In reality, Australian budgets no more survive on mining royalties than the carbon price drove the price of a leg of lamb to $100. In fact, all of the taxes paid by all of the miners to all of our governments, accounts for about 5 per cent of government revenue in 2013-14. And, that was before the recent falls in commodity prices.

COMMODITY SPIKE

So, how could WA manage to make it through a once in a century commodity price spike and still not manage to deliver a surplus? Easy. They spent a fortune subsidising the mining industry.

Just last year the WA Treasury wrote to the commonwealth to explain how expensive it was to host the mining industry. Among other gems they wrote that “the cost of Western Australia’s assistance to the North West Shelf project – e.g. payment of subsidies to the state’s power utility to help cover the losses it initially incurred under crucial ‘take or pay’ gas contracts – is estimated to be around $8 billion.”

The WA Treasury goes on to criticise the Commonwealth Grants Commission for dividing up the GST revenues between states on the basis that “it fails to equalise many state expenditures that support resource development, particularly provision of infrastructure”. They openly describe government decisions to pay for much of the mining industry’s infrastructure as “a significant subsidy cost”.

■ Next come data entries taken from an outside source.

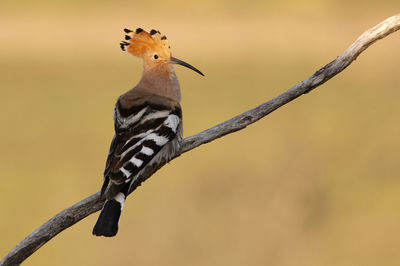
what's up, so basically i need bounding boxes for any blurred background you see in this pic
[1,1,400,265]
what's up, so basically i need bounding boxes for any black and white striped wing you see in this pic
[105,102,182,186]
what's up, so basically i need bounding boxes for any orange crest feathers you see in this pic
[120,28,171,59]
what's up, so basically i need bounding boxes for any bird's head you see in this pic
[121,28,203,76]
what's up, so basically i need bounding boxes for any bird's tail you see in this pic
[93,192,126,237]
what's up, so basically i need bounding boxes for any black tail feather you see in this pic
[93,199,123,237]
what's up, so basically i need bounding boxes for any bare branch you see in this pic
[2,14,400,266]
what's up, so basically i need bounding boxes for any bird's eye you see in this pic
[154,54,159,59]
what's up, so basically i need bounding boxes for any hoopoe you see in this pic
[92,28,203,237]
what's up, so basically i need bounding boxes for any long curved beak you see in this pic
[170,57,204,76]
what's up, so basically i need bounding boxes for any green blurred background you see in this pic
[1,1,400,265]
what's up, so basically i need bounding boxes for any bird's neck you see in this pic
[137,64,181,102]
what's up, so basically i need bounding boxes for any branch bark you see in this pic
[2,14,400,266]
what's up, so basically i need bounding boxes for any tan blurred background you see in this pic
[1,1,400,265]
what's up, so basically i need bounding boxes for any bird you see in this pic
[92,28,204,237]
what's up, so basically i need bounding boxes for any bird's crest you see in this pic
[120,28,171,59]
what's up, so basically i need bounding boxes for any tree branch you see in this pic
[2,14,400,266]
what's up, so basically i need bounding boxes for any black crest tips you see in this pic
[150,29,157,35]
[161,35,167,40]
[120,41,129,51]
[120,42,126,51]
[124,28,132,33]
[124,35,131,40]
[135,28,143,34]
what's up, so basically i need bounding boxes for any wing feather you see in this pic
[104,96,182,187]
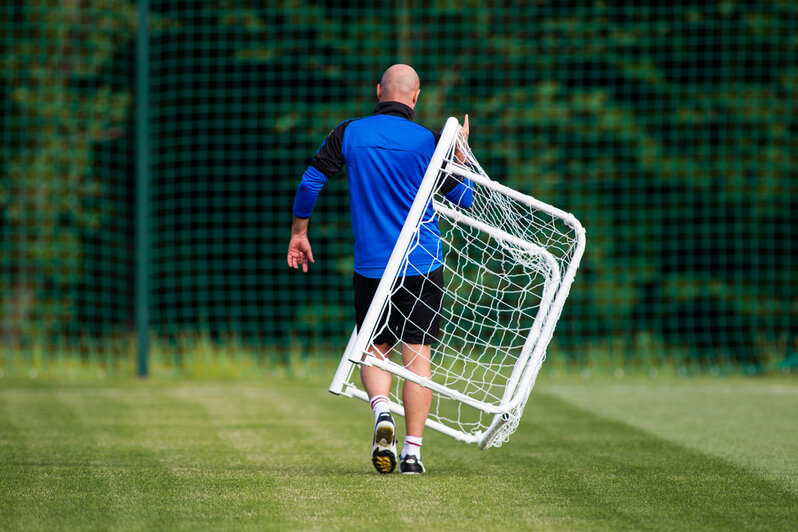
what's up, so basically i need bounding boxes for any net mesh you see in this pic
[344,128,584,447]
[1,2,796,376]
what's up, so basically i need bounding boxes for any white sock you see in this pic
[401,435,423,458]
[370,395,390,421]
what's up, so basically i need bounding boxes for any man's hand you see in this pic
[455,114,469,164]
[460,114,469,141]
[287,217,314,273]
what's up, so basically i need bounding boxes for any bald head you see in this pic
[377,64,421,108]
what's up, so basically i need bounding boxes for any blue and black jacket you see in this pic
[293,101,473,278]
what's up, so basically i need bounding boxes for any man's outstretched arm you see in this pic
[287,216,314,273]
[288,120,351,273]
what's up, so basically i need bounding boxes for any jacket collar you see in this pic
[374,101,414,120]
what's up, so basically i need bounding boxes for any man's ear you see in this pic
[376,83,382,101]
[412,89,420,105]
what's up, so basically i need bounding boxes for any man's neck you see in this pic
[374,101,414,120]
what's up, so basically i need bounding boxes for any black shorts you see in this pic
[354,267,444,347]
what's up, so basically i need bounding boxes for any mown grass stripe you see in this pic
[0,387,127,530]
[0,399,38,531]
[540,378,798,494]
[85,384,284,529]
[511,394,798,531]
[54,387,197,531]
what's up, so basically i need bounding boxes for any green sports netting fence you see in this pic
[1,1,796,376]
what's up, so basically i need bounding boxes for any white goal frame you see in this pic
[329,117,586,449]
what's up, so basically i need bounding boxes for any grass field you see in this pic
[1,374,796,531]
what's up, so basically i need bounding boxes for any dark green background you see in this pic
[1,1,795,372]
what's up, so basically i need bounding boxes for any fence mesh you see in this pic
[1,1,796,375]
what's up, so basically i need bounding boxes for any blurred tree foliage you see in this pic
[1,0,795,367]
[0,0,136,345]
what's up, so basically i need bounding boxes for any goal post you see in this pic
[329,117,586,449]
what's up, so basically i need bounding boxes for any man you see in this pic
[287,64,472,474]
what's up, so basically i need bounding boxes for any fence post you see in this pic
[135,0,150,377]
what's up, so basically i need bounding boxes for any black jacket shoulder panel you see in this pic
[310,118,359,177]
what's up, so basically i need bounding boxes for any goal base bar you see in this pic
[333,382,508,449]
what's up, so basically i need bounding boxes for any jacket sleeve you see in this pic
[292,120,351,218]
[439,176,474,209]
[292,166,328,218]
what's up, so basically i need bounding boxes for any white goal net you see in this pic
[330,117,586,449]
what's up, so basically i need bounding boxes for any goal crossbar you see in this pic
[447,163,583,232]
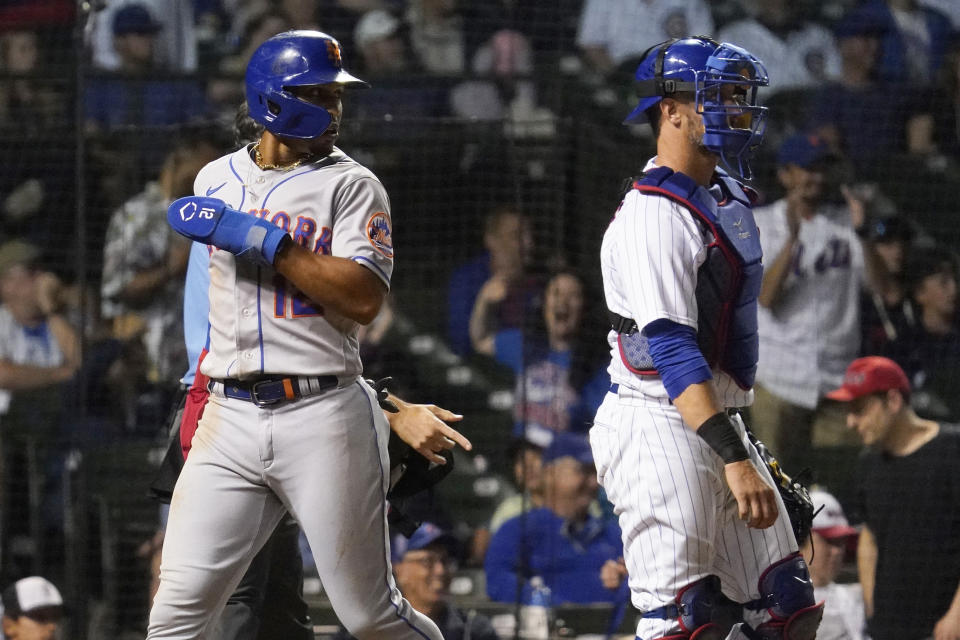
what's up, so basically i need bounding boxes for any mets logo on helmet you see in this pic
[366,212,393,258]
[326,41,343,69]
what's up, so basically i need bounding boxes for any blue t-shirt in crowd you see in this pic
[484,507,623,604]
[447,253,490,356]
[495,328,609,440]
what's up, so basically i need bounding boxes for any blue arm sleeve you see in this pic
[644,319,712,399]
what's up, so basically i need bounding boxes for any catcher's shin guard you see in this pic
[644,575,744,640]
[749,554,823,640]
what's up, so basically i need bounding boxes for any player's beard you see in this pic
[686,116,716,162]
[306,131,337,157]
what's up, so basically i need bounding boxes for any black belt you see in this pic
[212,375,339,407]
[608,311,638,335]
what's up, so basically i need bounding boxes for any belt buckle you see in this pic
[249,380,282,407]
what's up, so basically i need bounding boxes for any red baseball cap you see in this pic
[825,356,910,402]
[809,489,858,540]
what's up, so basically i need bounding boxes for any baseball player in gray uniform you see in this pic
[590,37,824,639]
[147,31,457,640]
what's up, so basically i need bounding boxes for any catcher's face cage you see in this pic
[624,38,769,180]
[245,30,368,140]
[696,44,769,180]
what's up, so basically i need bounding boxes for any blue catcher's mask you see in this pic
[624,37,769,180]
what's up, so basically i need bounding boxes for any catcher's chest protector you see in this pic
[618,167,763,389]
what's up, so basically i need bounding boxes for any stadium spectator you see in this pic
[751,134,884,474]
[459,0,582,66]
[866,0,953,86]
[217,8,293,76]
[807,4,929,178]
[405,0,465,74]
[489,435,547,532]
[90,0,198,72]
[348,9,450,122]
[448,206,534,356]
[353,9,414,75]
[716,0,841,93]
[0,240,79,406]
[391,523,498,640]
[0,240,79,579]
[472,270,609,443]
[100,140,220,429]
[882,246,960,421]
[576,0,714,77]
[0,27,72,254]
[203,9,294,125]
[0,576,64,640]
[920,0,960,28]
[469,434,545,566]
[860,214,917,355]
[471,426,611,566]
[827,356,960,640]
[801,488,867,640]
[910,35,960,163]
[484,432,622,605]
[84,3,207,133]
[449,28,556,138]
[0,28,66,132]
[335,523,499,640]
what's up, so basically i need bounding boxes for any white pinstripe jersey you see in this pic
[194,145,393,380]
[600,158,754,408]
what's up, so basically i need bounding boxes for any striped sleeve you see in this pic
[615,189,706,333]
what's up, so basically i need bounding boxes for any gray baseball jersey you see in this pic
[197,146,393,380]
[148,145,444,640]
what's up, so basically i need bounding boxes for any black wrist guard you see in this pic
[697,412,749,464]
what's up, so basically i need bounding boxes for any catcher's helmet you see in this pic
[245,30,368,140]
[624,36,769,179]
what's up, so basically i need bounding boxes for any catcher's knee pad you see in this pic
[750,554,823,640]
[646,575,744,639]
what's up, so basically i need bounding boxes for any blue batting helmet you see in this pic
[245,30,368,140]
[624,36,769,179]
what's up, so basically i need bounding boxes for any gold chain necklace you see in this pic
[253,141,310,171]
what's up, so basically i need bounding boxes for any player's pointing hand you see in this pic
[388,400,471,465]
[724,460,778,529]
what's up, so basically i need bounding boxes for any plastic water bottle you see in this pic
[519,576,552,640]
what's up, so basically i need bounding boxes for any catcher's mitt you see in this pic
[747,433,816,546]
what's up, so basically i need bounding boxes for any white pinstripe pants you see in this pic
[589,388,798,639]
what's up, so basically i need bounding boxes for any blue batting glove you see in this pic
[167,196,289,265]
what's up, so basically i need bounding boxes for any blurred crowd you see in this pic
[1,0,960,637]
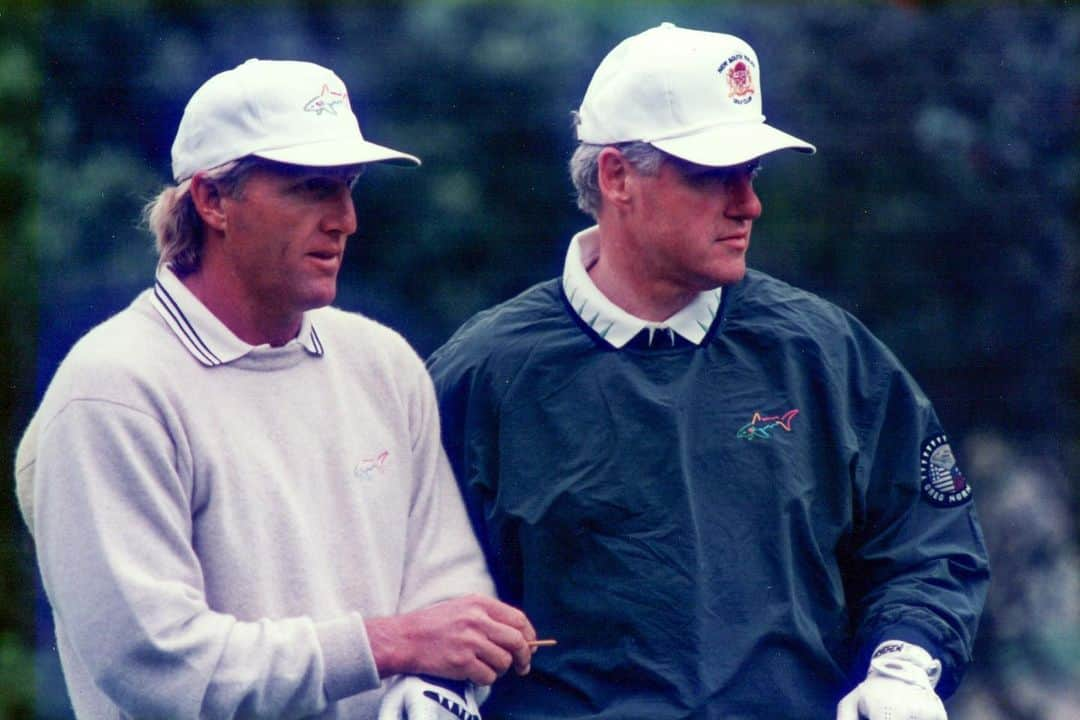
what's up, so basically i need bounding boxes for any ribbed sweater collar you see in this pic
[151,265,324,367]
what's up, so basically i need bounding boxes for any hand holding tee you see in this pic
[367,594,537,685]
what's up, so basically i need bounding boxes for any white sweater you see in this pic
[17,268,494,719]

The WA government has spent a fortune subsidising some of the world’s biggest companies in the middle of a mining boom. Their own state budget papers show the cost to be around $6.2 billion over the past six years and their own Treasury calls such payments a subsidy.

WA’s tantrum at COAG, combined with Tony Abbott’s tenuous grip on power, has reportedly delivered a $600 million windfall to Western Australia. Just imagine if Jay Wetherill or Daniel Andrews spent a few billion dollars subsidising the car industry. Would their industry policy decisions be cross-subsidised by the other states, or by the Commonwealth?

LONG RUN COSTS CONCEALED

The temporary revenue boost from the mining boom allowed Peter Costello and Colin Barnett to conceal the long run costs of their worst decisions. Costello responded to a short term boost in company tax revenues by introducing permanent cuts to tax on capital gains, superannuation and personal income. Colin Barnett shovelled billions of taxpayers’ dollars into mining infrastructure that optimistic miners should have funded themselves.

It is not the collapse of the mining boom that has broken state and federal governments; it was the inability of those who claim to manage our finances to see that what goes up, must come down.

But while our budgets can be easily repaired by ending the mining subsidies and closing the tax loopholes Peter Costello wove into our tax system, our system of federation may be harder to fix. The mining boom has highlighted the greed of some of our state siblings, and in turn the mining boom has probably made it harder to get them to work together in the future.

Economist Richard Denniss is executive director of The Australia Institute.